This invention relates generally to protective guards for apparatus with moving and/or extreme temperature components and, more particularly, to protective wire guards for rotating fan blades.
A wide variety of work machines, including construction and excavation work machines, are used for various construction and development purposes. In the operation of these work machines, potentially intense heat is generated as a natural by-product of the drive engine and other mechanisms associated with these work machines. To sustain optimum performance, the engine and other mechanisms are operated within determined temperature limits. Thus, it is necessary to dissipate the heat generated during operation of the drive engine and other mechanisms, and a wide variety of cooling systems have been developed to dissipate heat in these work machines.
Typically, an air circulation device, such as a fan, is installed with a plurality of heat exchanger cores having fins positioned in the path of the airflow from the fan to dissipate the heat generated. To inhibit injury, a low impedance guard preferably covers the fan blades. Known guards utilize a mesh of spaced wires to cover at least the downstream side of the fan and inhibit access to the fan blades. In one mesh arrangement, a plurality of radial wires support a plurality of concentric circular wires which incrementally decrease in diameter toward the center of the fan. Welds are typically used to interconnect the radial wires with the circular wires to form welded joints where the wires intersect.
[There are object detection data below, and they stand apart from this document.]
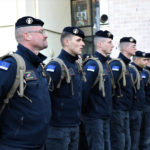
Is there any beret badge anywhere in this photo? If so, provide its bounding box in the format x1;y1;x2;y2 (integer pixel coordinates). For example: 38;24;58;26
107;32;112;37
130;38;134;42
142;53;146;57
26;18;33;24
73;29;79;34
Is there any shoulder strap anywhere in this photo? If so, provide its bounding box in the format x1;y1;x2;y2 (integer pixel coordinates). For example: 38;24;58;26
84;56;105;97
108;58;126;86
129;64;140;90
76;61;87;82
50;58;71;88
0;53;26;114
143;69;150;85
As the wires are welded together, microscopic cracks are formed in the welds and adjacent wires. Over time, the vibration, heat, and deflection inherent in the operation of the fan and adjacent systems cause the cracks to grow and spread until the welds or the wires themselves are compromised allowing the wires to separate and impair the safety function of the guard. Additionally, the separated wires rattle creating undesirable noise. Thus, the wire guards fail after an undesirably short operational period leading to increased replacement, repair, and maintenance costs.
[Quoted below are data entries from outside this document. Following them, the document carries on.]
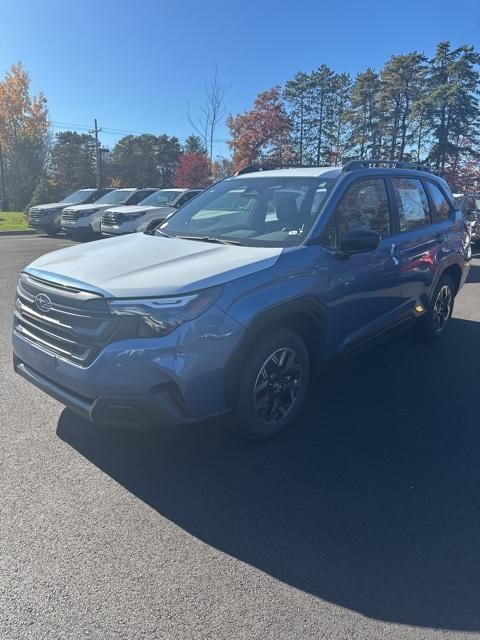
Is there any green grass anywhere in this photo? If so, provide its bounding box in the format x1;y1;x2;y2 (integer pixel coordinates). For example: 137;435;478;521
0;211;31;232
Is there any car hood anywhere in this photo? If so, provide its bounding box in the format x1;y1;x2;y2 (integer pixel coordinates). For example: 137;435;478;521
64;202;112;211
103;204;175;215
26;233;282;297
30;202;67;212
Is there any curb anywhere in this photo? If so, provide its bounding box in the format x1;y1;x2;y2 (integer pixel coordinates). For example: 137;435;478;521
0;229;38;236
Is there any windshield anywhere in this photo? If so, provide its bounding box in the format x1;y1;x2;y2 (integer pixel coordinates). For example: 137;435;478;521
95;189;135;204
62;189;96;204
140;190;181;207
157;177;334;247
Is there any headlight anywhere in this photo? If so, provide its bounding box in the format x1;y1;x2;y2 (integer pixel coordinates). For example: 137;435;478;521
107;287;221;337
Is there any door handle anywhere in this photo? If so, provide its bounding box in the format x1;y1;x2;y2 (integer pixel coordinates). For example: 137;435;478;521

Other attempts to address these concerns have utilized independent clips to connect the wires, and others have used bendable tabs extending from the guard members. However, the bends in the tabs exhibit failure similar to the welds when exposed to the vibration and deflection inherent in the fan operation, and the use of clips appreciably raises the cost of the guard and allows undesirably high relative movement, which increases noise.
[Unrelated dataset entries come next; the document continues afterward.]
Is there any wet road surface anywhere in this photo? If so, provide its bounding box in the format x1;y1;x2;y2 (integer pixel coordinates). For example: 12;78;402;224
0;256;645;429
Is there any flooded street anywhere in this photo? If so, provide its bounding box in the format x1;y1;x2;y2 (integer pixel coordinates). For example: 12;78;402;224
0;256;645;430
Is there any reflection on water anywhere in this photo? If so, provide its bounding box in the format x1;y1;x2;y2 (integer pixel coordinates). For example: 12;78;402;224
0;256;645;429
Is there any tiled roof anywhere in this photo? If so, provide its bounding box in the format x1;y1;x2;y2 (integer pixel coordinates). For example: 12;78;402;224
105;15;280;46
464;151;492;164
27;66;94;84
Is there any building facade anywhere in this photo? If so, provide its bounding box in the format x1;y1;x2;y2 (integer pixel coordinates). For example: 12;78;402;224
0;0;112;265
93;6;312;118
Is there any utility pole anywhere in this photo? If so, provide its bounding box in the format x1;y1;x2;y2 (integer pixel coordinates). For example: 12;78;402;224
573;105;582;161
It is therefore desirable to increase the operational life of fan guards, to reduce fan guard maintenance and repair costs, and to attenuate noise emitted by fan guards.
Accordingly, the present invention is directed to overcoming one or more of the problems as set forth above.
In one aspect of the present invention, a guard for inhibiting access to moving components of a mechanism is disclosed. The guard includes a plurality of substantially rigid support members having support member bodies, a plurality of substantially rigid screen members having screen member bodies, and a plurality of joints between the support members and the screen members, the joints including openings through at least a selected plurality of the plurality of support member bodies and the plurality of screen member bodies and another plurality of the plurality of support member bodies and the plurality of screen member bodies extending through the openings.
In another aspect of the present invention a method of assembling a wire guard including a plurality of first bars defining first recesses, a plurality of second bars, and a plurality of screen members for inhibiting access to moving components of a mechanism is disclosed. The method includes inserting the screen members into the first recesses of the first bars, and attaching the second bars to the first bars to hold the screen members in the first recesses.